A síndrome nefrótica é um distúrbio renal que faz com que o corpo libere proteína em excesso na urina e costuma ser causada por danos aos pequenos vasos sanguíneos nos rins que filtram os resíduos e o excesso de água do sangue, fazendo com que o rim perca de forma parcial ou total seu funcionamento.
Durante o tratamento, conforme Marcos, os médicos têm de cinco a dez modalidades de remédios que podem ser administrados para bloquear o avanço da doença. “Esses remédios são de alto custo. No caso da Clara, eles não tiveram funcionalidade”, conta.
Após começar a diálise, Clara já entrou na fila para transplante. Depois de realizar a primeira cirurgia, o pai sabia que não tinha dado certo por causa da atitude preocupada dos médicos. Mesmo assim, os pais da menina não perderam as esperanças.
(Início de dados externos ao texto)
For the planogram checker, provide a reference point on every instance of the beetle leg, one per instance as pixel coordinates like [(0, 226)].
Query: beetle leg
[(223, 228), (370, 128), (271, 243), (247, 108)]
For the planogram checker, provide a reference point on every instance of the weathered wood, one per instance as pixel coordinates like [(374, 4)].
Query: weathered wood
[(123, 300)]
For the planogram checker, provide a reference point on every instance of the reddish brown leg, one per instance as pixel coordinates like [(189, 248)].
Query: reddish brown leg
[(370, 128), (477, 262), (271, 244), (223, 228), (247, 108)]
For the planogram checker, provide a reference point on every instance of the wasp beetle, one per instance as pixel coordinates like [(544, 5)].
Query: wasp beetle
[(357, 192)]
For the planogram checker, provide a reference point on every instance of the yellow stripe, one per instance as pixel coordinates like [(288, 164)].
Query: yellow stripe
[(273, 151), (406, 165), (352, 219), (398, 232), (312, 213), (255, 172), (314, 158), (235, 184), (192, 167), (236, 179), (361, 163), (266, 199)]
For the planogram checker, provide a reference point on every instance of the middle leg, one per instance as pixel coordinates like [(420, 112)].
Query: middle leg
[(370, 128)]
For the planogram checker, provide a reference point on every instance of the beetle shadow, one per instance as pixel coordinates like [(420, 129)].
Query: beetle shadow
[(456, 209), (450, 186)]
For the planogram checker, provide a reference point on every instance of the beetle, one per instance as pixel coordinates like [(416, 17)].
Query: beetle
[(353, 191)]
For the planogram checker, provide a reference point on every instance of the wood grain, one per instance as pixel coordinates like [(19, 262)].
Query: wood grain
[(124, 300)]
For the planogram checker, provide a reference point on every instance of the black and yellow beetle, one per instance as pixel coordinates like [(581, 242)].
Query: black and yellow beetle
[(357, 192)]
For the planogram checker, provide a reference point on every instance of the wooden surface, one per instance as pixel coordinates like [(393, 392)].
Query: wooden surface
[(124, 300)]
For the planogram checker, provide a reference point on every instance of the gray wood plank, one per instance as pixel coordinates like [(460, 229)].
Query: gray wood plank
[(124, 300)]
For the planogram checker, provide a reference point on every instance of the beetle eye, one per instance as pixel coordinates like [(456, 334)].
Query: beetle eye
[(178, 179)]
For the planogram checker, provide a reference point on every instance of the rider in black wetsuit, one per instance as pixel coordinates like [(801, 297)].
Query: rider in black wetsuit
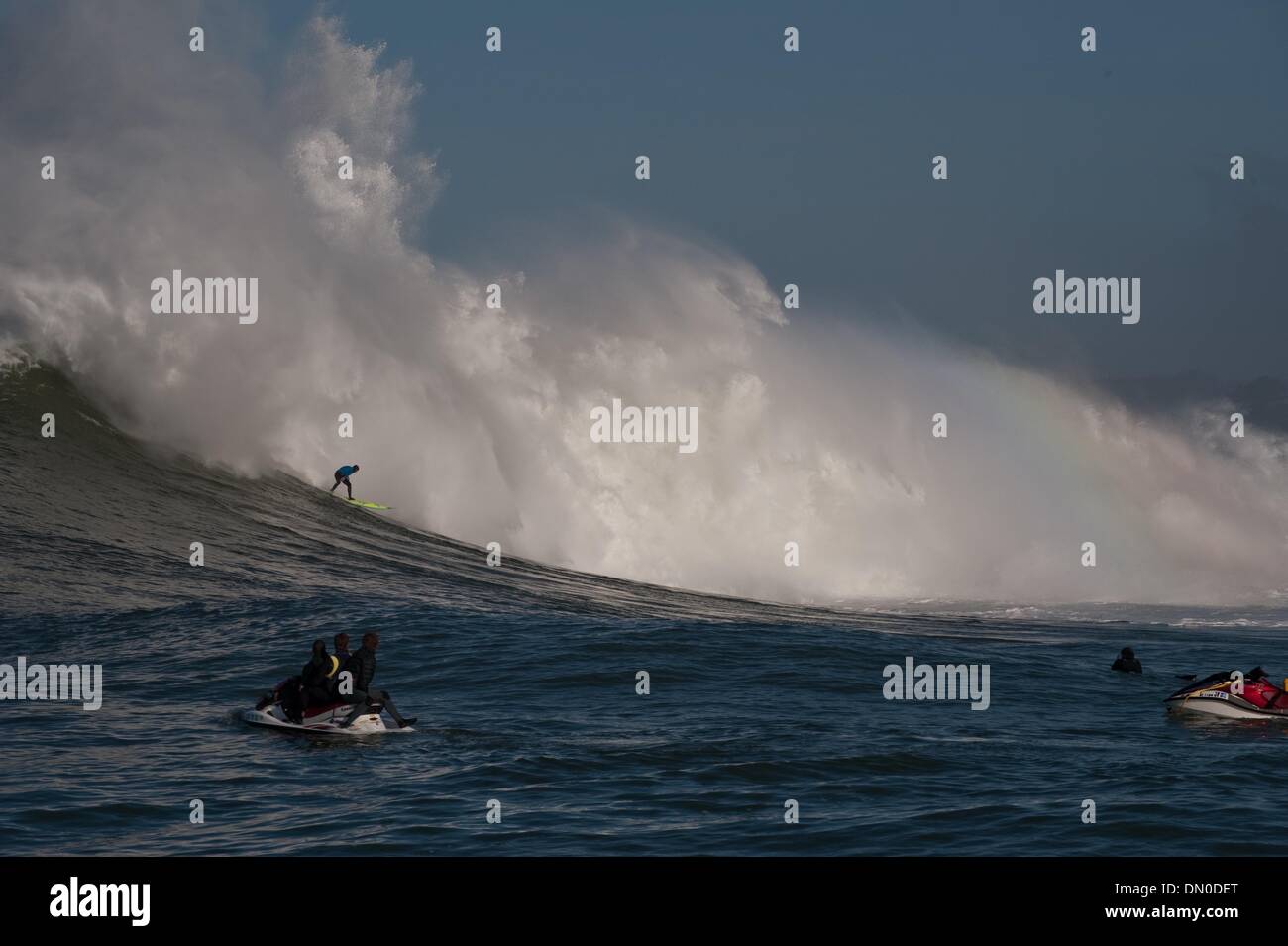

“Era difícil ver a minha filha naquela situação, ela questionava por que estava acontecendo aquilo com ela. O primeiro transplante desde o início teve complicações, mas a gente sempre passou força pra ela, não podíamos desanimar senão ela também desanimaria”, afirma o pai.
Pai que se doa
No início do tratamento, Marcos, que é professor de matemática, auxiliou a filha nas tarefas da escola. Dedicada, ele diz que a menina nunca repetiu de ano na escola e tem gosto pelos estudos.
Mesmo impedida de exercer certas atividades, o pai se dedicava e se dedica até hoje para que a filha tenha uma vida mais próxima possível do normal.
“Fazemos caminhadas juntos, brincamos e falamos sobre tudo. Fui pai aos 39, eu queria ter um filho. Ser pai é ter algo invisível que vale mais que tudo. Ela teve uma vida muito intensa, é uma guerreira. Tudo que vivemos é emocionante”, afirma o pai.
A troca de sentimentos é recíproca. Clara não cansa de agradecer ao pai pela vida e por não medir esforços para fazê-la feliz.
“Meu pai é meu herói. É incrível ter um pedaço dele dentro de mim. Hoje eu tenho saúde e sou muito feliz”, diz a menina.
Próxima de completar 14 anos, mesmo ainda na oitava série, Clara não tem dúvidas da carreira que quer seguir quando crescer.
“Eu quero ser médica. É uma profissão onde aprendemos muito. Além disso, quero ajudar muitas pessoas.”